While prosecutors say the three businessmen showered Menendez and his wife with gifts, Weitzman told the jury Daibes’ fingerprint was found on only one of hundreds of envelopes belonging to the senator, and was not surprising given the decades that Menendez had known him. All the rest of the fingerprints, he added, were found on envelopes of cash belonging to Nadine Menendez.
“You will not see any fingerprints and any DNA on the senator’s cash. Every fingerprint and DNA was found in his wife’s closet or in her safe deposit box at a bank,” Weitzman said.
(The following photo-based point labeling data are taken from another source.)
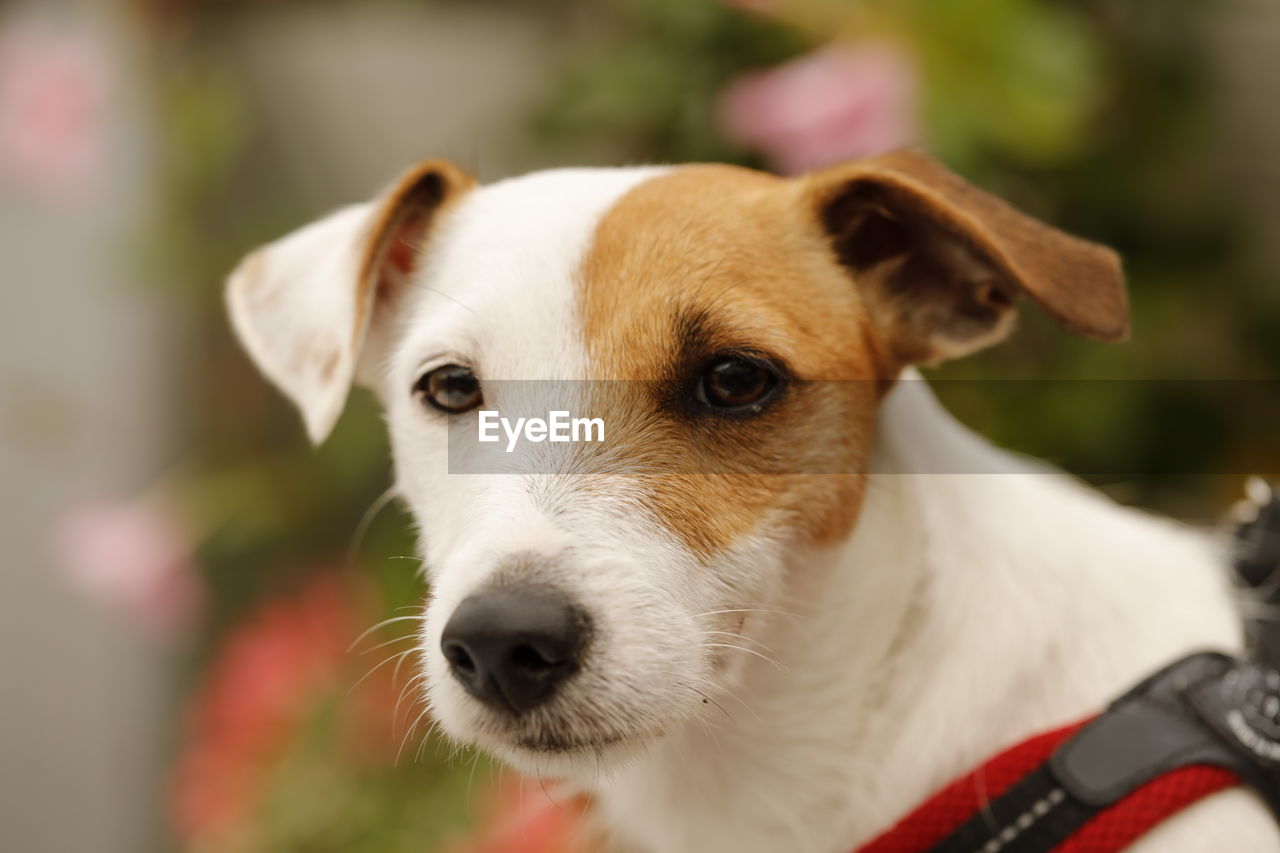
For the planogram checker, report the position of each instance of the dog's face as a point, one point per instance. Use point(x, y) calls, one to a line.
point(734, 332)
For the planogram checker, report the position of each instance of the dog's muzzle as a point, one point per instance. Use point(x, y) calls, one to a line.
point(512, 647)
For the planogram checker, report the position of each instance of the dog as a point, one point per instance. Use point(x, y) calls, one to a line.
point(789, 596)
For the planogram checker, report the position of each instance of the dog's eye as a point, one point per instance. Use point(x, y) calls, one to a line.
point(451, 388)
point(736, 383)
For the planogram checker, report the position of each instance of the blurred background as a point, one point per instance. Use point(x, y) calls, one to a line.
point(187, 584)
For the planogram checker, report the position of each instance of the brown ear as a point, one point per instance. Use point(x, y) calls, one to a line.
point(942, 261)
point(309, 306)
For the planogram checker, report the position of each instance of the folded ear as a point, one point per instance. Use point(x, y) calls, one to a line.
point(941, 261)
point(305, 306)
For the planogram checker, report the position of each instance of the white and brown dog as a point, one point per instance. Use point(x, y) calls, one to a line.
point(766, 614)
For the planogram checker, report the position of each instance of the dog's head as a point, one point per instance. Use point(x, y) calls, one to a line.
point(734, 331)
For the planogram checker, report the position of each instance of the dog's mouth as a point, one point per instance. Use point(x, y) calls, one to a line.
point(563, 742)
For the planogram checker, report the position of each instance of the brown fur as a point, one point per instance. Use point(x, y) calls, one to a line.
point(732, 249)
point(396, 236)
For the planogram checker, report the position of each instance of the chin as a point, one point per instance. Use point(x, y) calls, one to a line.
point(570, 757)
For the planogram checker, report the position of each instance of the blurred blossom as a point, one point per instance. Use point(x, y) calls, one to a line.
point(832, 105)
point(530, 817)
point(53, 105)
point(280, 665)
point(136, 556)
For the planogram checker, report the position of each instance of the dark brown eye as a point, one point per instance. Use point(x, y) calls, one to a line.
point(736, 383)
point(451, 388)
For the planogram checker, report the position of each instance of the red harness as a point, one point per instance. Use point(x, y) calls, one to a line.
point(1110, 829)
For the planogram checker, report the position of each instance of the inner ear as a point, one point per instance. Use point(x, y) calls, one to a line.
point(933, 292)
point(400, 231)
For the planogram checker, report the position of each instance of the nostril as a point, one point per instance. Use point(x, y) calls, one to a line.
point(512, 647)
point(460, 658)
point(526, 657)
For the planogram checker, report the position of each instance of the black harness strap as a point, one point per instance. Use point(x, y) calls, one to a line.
point(1206, 708)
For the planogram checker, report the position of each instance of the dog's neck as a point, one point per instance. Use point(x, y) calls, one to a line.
point(979, 600)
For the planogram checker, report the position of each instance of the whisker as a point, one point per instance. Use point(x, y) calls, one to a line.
point(749, 639)
point(398, 655)
point(705, 698)
point(374, 628)
point(366, 521)
point(408, 734)
point(749, 651)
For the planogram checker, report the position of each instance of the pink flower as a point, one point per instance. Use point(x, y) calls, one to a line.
point(759, 7)
point(287, 660)
point(53, 105)
point(837, 104)
point(135, 556)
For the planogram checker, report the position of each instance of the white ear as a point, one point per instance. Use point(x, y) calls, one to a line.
point(304, 304)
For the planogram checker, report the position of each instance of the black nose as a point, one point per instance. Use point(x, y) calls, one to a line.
point(512, 647)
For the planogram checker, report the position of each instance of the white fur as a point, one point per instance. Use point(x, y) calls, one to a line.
point(981, 598)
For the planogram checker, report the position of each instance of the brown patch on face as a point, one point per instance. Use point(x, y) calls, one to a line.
point(716, 259)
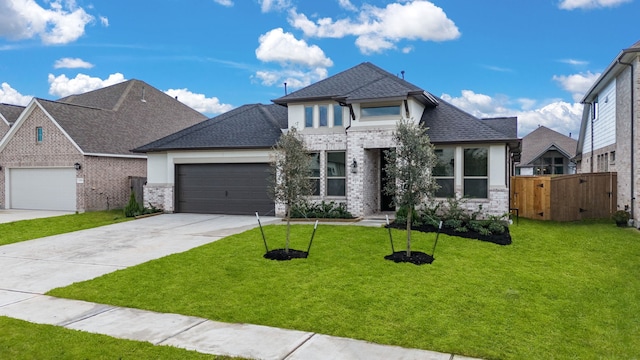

The lawyer said the gold bars were in the home because of a “cultural” practice by Nadine Menendez, who was raised in a family from Lebanon that kept gold for financial safety and to give as gifts.
Weitzman also said that the senator’s family, which fled Cuba before he was born, had lost its life savings except for cash hidden in their home. As a result, he said, Menendez had been storing hundreds of dollars in cash a week for decades to store at home, keeping much of it in bags in the home’s basement.
After the jury went home, the defense requested a mistrial, claiming the government went too far in its opening statement. The judge denied it.
The trial represents the second time Menendez has been criminally charged in a federal court in the last decade.
In 2017, a federal jury deadlocked on corruption charges brought in New Jersey, and prosecutors did not seek to retry him.